Nicky took a sip of his cappuccino and said, “It’s scary, huh?”

He didn’t have to explain himself. Andrew knew. He looked away. There were a few people in line, and his ten-minute break had just pushed into fifteen. He didn’t reply to Nicky, but Nicky knew that Andrew was not one to hold back a disagreement. His silence was an answer just as clear.

Nicky had helped the minutes pass, so Andrew said, “Thanks. I’ll see you later.”

There were no more welcomed visitors.

 

Tuesday

 

It was a rare occasion that the twins went into one another’s room.

Andrew sat at Aaron’s desk, turning back and forth in his swivel chair with one of his brother’s textbooks opened across his legs. Aaron was on his bed, with his hair a stress-pulled mess and his cheeks a frustrated red as he attempted to absorb the information on the papers in his hand. Andrew thought Aaron would chew his thumbnail off before they could get through the current chapter’s notes, so he sighed and stretched his legs, deciding that they were due for a break.

Andrew asked, “Why is Kevin Day a douchebag?”

Aaron looked up at him. “Huh?”

“You said last week that Kevin Day was a douchebag. I might agree, so I’d like to know why you think so,” Andrew explained.

Frowning, Aaron set down the papers. “Because. Have you seen him around campus? He’s a tall jock with a superiority problem.”

Aaron was too smart to be jealous but just as stubborn as Andrew, so he’d do what he wanted and change on his own time. Because of this, Andrew said nothing about Aaron’s comment, though he did feel a strange sense of defensiveness. After Saturday, he could understand why Kevin put so much energy into his team, why he was a little more absorbent of the drinks. The only difference between Kevin and Neil was the lack of scars, but Andrew knew there were undeniable ones underneath.

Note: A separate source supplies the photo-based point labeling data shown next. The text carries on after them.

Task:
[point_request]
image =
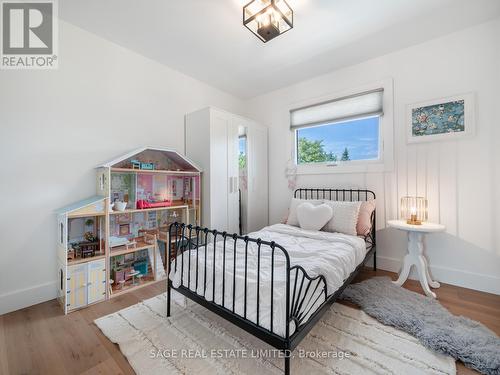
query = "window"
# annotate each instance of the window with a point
(340, 141)
(347, 132)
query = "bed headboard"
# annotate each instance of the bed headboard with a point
(349, 195)
(334, 194)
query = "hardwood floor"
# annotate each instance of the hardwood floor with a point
(41, 340)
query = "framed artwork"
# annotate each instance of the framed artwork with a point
(441, 119)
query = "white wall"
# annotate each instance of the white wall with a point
(55, 126)
(460, 178)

When Andrew said nothing, Aaron spoke again. “Why do you care, anyway? Does this have to do with Neil Josten?”

It was weird hearing someone say his name. Andrew had briefly convinced himself that Neil was a hallucination, but Aaron’s spoken words had brought him back into existence. The thought of rough lips was unwelcome at that moment, so Andrew looked at Aaron’s window and imagined his fire escape beside it. It grounded him well enough. 

Andrew swallowed before he spoke. “Yes. It does.”

He wasn’t looking at Aaron, but Andrew knew from the rustle of clothes that his twin was shocked by Andrew’s truth.

“I saw you two talking with Kevin at the party before you left,” Aaron said. He left the sentence open, perhaps expecting Andrew to fill in any gaps.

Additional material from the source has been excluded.